Scenario: A current or former plan participant names his children the beneficiary of his or her vested account balance. Years later, the participant marries. Prior to his death, the participant engages in some estate planning and names a trust as the new beneficiary of his 401(k) vested account. The participant dies without having changed the beneficiary designation from his two children to the trust. Expecting to receive the account balance, the trustee files a claim for benefits. Clearly, the deceased participant intended the trust to receive the vested account balance. However, the children are the only beneficiaries on file in the plan's administration system. Should the plan administrator pay the benefits to the trust or to the children?
Response: Neither. In accordance with ERISA, because the spouse of a married participant is deemed to be the designated beneficiary unless the spouse has consented in a writing (witnessed by the plan administrator or a notary) to a different beneficiary, the spouse is entitled to the participant's vested account balance. Here, although the participant intended that the trust be the new beneficiary, because his current spouse did not consent to waive her rights in favor of the trust, she remains entitled to the benefit.
Action: The scenario above is not uncommon.
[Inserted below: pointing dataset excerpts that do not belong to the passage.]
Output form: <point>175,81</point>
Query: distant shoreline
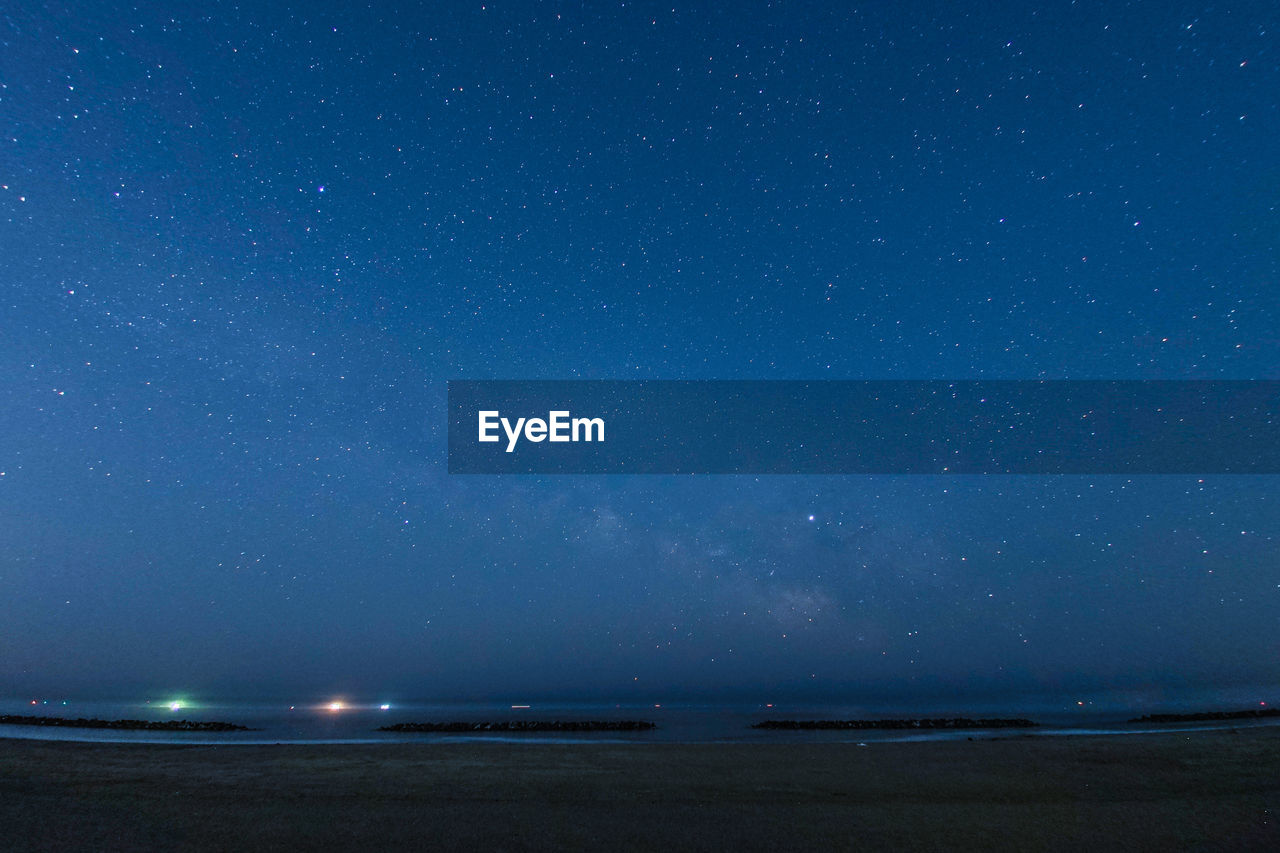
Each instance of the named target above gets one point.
<point>917,723</point>
<point>1210,716</point>
<point>1148,792</point>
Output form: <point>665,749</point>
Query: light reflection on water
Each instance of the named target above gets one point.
<point>346,721</point>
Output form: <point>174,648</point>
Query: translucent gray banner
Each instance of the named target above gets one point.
<point>864,427</point>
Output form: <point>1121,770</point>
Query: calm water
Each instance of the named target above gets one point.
<point>677,723</point>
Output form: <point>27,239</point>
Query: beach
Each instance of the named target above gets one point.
<point>1205,789</point>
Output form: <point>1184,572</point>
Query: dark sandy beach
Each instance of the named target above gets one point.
<point>1206,790</point>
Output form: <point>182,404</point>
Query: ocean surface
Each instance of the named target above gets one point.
<point>341,720</point>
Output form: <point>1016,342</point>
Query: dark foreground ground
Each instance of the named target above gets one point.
<point>1201,790</point>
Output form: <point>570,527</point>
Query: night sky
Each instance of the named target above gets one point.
<point>242,247</point>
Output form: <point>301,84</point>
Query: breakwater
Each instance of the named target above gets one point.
<point>132,725</point>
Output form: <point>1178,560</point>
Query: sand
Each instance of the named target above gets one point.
<point>1208,790</point>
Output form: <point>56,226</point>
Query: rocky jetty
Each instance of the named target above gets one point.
<point>524,725</point>
<point>132,725</point>
<point>1210,716</point>
<point>945,723</point>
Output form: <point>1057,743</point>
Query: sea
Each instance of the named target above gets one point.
<point>350,720</point>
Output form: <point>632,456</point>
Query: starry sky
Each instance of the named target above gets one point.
<point>243,247</point>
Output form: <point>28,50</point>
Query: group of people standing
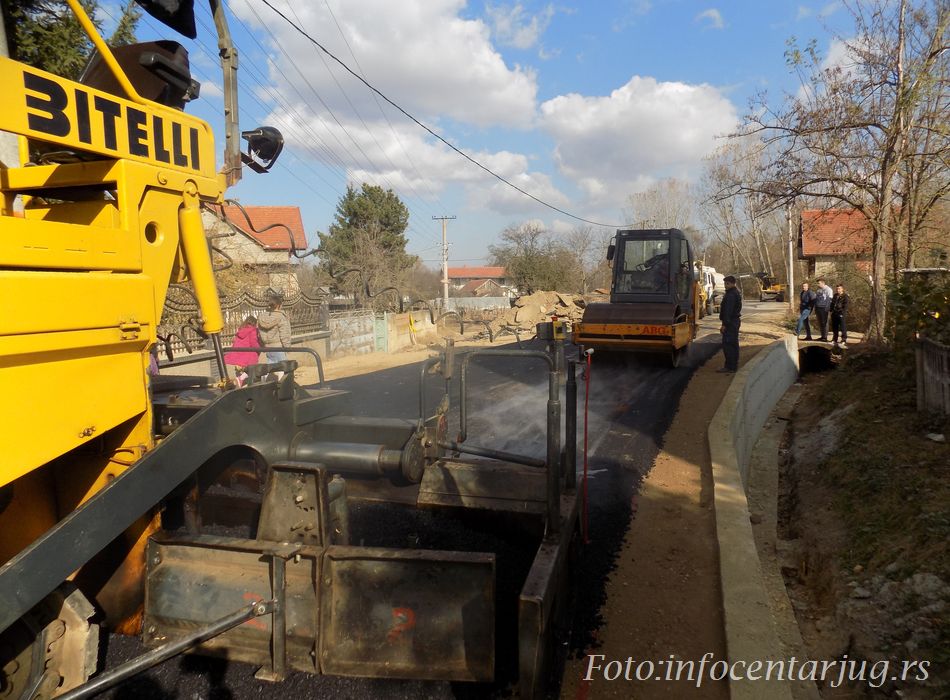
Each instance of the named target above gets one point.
<point>824,304</point>
<point>270,329</point>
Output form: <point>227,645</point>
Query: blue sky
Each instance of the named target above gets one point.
<point>580,103</point>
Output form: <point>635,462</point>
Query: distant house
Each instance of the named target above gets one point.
<point>481,288</point>
<point>459,276</point>
<point>261,248</point>
<point>828,238</point>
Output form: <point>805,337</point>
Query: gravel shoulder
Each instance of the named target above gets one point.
<point>663,597</point>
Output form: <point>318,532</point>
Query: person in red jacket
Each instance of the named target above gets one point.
<point>246,337</point>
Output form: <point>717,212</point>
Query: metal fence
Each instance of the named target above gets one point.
<point>180,316</point>
<point>352,332</point>
<point>933,376</point>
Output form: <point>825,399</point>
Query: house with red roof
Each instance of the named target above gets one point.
<point>461,278</point>
<point>482,288</point>
<point>830,238</point>
<point>260,240</point>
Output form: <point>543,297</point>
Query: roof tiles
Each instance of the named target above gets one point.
<point>835,232</point>
<point>262,218</point>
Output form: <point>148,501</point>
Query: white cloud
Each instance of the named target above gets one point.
<point>713,16</point>
<point>420,52</point>
<point>643,131</point>
<point>512,26</point>
<point>503,199</point>
<point>210,89</point>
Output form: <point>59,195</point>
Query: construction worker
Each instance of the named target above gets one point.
<point>730,315</point>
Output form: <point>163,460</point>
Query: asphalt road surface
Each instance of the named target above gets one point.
<point>631,403</point>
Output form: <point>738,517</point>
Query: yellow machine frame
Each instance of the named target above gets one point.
<point>84,270</point>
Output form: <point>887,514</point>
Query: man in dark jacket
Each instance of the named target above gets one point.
<point>806,302</point>
<point>839,312</point>
<point>730,315</point>
<point>822,307</point>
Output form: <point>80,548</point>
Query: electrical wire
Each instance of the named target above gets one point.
<point>426,128</point>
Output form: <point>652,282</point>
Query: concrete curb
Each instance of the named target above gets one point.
<point>750,632</point>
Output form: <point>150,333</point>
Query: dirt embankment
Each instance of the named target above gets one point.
<point>865,513</point>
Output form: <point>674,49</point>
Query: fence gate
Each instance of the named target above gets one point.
<point>352,332</point>
<point>381,329</point>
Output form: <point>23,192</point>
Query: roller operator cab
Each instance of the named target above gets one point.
<point>654,296</point>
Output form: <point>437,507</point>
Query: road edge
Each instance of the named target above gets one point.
<point>750,628</point>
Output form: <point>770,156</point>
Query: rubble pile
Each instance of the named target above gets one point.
<point>531,309</point>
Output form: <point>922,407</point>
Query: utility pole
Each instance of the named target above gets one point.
<point>445,261</point>
<point>791,260</point>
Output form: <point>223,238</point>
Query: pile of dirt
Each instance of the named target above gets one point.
<point>532,309</point>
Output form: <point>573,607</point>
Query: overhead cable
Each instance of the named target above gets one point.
<point>426,128</point>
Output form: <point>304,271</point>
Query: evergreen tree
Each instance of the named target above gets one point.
<point>368,234</point>
<point>45,33</point>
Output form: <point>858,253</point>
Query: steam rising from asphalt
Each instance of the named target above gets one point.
<point>511,415</point>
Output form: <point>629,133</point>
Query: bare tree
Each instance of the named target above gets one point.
<point>856,129</point>
<point>668,204</point>
<point>745,222</point>
<point>588,247</point>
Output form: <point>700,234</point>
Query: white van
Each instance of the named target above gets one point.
<point>715,285</point>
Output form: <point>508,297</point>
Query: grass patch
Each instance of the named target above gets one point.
<point>891,483</point>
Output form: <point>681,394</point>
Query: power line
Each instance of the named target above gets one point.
<point>426,128</point>
<point>333,160</point>
<point>369,161</point>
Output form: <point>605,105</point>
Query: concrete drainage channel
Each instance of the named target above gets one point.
<point>750,627</point>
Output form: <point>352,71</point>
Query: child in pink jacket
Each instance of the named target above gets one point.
<point>246,337</point>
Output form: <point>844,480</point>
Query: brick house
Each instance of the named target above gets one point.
<point>830,238</point>
<point>262,249</point>
<point>459,277</point>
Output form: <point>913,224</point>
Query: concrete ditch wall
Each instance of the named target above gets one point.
<point>769,375</point>
<point>750,628</point>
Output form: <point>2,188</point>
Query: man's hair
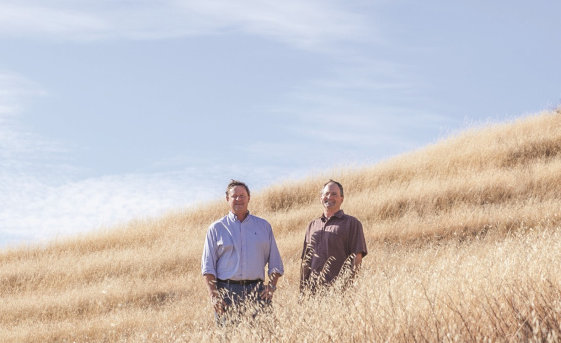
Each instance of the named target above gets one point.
<point>338,185</point>
<point>233,183</point>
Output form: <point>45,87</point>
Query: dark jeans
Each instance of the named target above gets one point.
<point>240,300</point>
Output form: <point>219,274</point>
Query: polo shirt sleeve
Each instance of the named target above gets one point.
<point>275,262</point>
<point>210,255</point>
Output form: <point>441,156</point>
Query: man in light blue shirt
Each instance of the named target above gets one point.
<point>237,249</point>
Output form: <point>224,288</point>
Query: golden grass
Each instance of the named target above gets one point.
<point>464,242</point>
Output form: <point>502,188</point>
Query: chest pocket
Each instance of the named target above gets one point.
<point>224,244</point>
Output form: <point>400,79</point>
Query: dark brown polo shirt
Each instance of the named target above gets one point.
<point>333,239</point>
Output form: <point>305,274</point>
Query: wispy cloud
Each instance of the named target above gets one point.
<point>303,24</point>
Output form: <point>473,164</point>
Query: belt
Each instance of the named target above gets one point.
<point>240,282</point>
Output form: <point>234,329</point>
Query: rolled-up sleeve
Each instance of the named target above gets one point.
<point>209,258</point>
<point>275,262</point>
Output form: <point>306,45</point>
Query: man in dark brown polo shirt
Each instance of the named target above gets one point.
<point>334,242</point>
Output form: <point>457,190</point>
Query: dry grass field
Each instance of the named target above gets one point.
<point>464,242</point>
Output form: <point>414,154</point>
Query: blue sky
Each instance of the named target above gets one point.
<point>112,110</point>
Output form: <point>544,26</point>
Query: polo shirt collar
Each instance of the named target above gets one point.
<point>233,217</point>
<point>339,214</point>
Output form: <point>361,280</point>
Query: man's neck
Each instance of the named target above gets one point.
<point>329,214</point>
<point>241,217</point>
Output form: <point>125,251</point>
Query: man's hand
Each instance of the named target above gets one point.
<point>267,292</point>
<point>218,304</point>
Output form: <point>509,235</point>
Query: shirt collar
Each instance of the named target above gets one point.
<point>339,214</point>
<point>233,217</point>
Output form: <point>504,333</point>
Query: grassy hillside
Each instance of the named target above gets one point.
<point>464,244</point>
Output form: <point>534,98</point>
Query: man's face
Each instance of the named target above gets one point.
<point>238,199</point>
<point>331,198</point>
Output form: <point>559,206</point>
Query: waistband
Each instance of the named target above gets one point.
<point>239,282</point>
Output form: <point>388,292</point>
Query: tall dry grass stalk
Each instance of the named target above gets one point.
<point>464,244</point>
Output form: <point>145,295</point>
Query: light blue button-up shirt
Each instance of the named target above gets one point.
<point>240,250</point>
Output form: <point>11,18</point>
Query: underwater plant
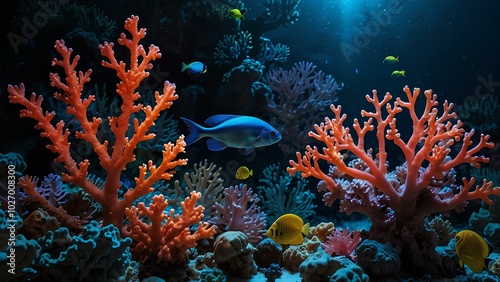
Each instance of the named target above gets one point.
<point>398,202</point>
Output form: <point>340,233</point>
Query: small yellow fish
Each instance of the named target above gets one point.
<point>398,73</point>
<point>471,249</point>
<point>243,173</point>
<point>237,14</point>
<point>391,59</point>
<point>288,229</point>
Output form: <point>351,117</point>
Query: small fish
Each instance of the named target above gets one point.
<point>288,229</point>
<point>234,131</point>
<point>237,14</point>
<point>398,73</point>
<point>472,250</point>
<point>195,67</point>
<point>391,59</point>
<point>243,173</point>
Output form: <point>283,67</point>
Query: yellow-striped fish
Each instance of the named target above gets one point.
<point>472,250</point>
<point>288,229</point>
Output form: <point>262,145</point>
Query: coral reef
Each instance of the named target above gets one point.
<point>281,193</point>
<point>123,147</point>
<point>397,203</point>
<point>168,236</point>
<point>239,211</point>
<point>234,254</point>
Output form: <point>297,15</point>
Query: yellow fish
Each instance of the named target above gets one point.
<point>398,73</point>
<point>471,249</point>
<point>237,14</point>
<point>288,229</point>
<point>243,173</point>
<point>391,59</point>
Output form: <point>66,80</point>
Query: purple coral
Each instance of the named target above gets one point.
<point>239,212</point>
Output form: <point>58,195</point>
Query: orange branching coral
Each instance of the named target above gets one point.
<point>74,223</point>
<point>397,202</point>
<point>427,154</point>
<point>122,152</point>
<point>168,236</point>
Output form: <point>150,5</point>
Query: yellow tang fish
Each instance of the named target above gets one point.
<point>398,73</point>
<point>288,229</point>
<point>471,249</point>
<point>237,14</point>
<point>391,59</point>
<point>243,173</point>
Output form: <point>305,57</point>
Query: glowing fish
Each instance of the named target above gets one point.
<point>237,14</point>
<point>234,131</point>
<point>471,249</point>
<point>243,173</point>
<point>195,67</point>
<point>391,59</point>
<point>398,73</point>
<point>288,229</point>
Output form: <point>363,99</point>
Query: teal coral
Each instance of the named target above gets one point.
<point>99,254</point>
<point>281,194</point>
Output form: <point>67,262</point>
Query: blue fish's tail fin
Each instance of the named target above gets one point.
<point>194,131</point>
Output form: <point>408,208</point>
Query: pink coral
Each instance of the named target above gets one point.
<point>343,242</point>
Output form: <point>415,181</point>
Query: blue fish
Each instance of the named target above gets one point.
<point>195,67</point>
<point>234,131</point>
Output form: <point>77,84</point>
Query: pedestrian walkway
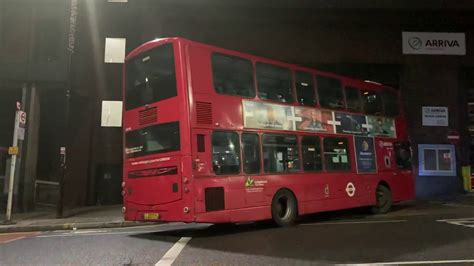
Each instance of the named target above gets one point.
<point>83,218</point>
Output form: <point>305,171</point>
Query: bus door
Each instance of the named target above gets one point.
<point>370,156</point>
<point>201,143</point>
<point>337,161</point>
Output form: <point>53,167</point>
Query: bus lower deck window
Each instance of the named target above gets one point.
<point>311,151</point>
<point>336,154</point>
<point>280,153</point>
<point>225,153</point>
<point>251,153</point>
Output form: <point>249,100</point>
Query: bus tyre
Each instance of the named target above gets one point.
<point>383,202</point>
<point>284,208</point>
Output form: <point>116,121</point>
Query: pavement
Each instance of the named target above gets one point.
<point>80,218</point>
<point>111,216</point>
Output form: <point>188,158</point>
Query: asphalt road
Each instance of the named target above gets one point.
<point>442,234</point>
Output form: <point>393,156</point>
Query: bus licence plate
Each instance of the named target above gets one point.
<point>151,216</point>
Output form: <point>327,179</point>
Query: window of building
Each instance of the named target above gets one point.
<point>403,155</point>
<point>372,102</point>
<point>114,50</point>
<point>225,153</point>
<point>311,150</point>
<point>353,99</point>
<point>336,154</point>
<point>330,92</point>
<point>251,153</point>
<point>305,88</point>
<point>232,75</point>
<point>280,153</point>
<point>150,77</point>
<point>390,102</point>
<point>436,160</point>
<point>47,41</point>
<point>274,83</point>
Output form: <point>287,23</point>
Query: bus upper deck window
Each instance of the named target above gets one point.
<point>353,99</point>
<point>150,77</point>
<point>232,75</point>
<point>305,88</point>
<point>403,155</point>
<point>330,92</point>
<point>372,102</point>
<point>390,102</point>
<point>274,83</point>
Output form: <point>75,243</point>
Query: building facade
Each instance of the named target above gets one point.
<point>53,58</point>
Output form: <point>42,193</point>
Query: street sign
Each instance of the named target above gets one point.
<point>13,150</point>
<point>453,137</point>
<point>22,118</point>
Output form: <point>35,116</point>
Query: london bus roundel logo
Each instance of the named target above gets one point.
<point>350,189</point>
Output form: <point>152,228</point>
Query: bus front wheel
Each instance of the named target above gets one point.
<point>383,202</point>
<point>284,208</point>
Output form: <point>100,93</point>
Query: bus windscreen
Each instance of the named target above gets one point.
<point>153,139</point>
<point>150,77</point>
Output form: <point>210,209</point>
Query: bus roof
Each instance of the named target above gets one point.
<point>160,41</point>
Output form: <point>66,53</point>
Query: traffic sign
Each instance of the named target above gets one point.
<point>13,150</point>
<point>22,118</point>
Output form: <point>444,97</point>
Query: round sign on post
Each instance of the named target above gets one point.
<point>453,137</point>
<point>22,118</point>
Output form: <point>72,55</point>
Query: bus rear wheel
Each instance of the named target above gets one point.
<point>383,201</point>
<point>284,208</point>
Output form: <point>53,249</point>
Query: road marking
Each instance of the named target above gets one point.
<point>458,205</point>
<point>456,219</point>
<point>126,231</point>
<point>411,262</point>
<point>10,237</point>
<point>467,222</point>
<point>171,255</point>
<point>359,222</point>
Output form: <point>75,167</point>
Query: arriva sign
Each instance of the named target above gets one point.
<point>442,43</point>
The failure to update beneficiary designations can result in the decedent's intent not being carried out. Because plan administrators, as ERISA fiduciaries, are compelled to follow the terms of the plan and the requirements of ERISA when deciding benefit claims, all employees should be encouraged to review and update all 401(k) plan and group life insurance plan beneficiary designations. Ideally, employers would know when a life event occurs and contact the employee. However, because plan administrators may not know every employee's life events as they occur, we recommend that employers remind employees to confirm their beneficiary designations every year during annual enrollment. Whether the 401(k) account balance or the life insurance benefit is a minimal amount or several hundred thousand dollars, the payment of such benefits to an "unanticipated" beneficiary can lead to heated conversations, unnecessary litigation and legal fees.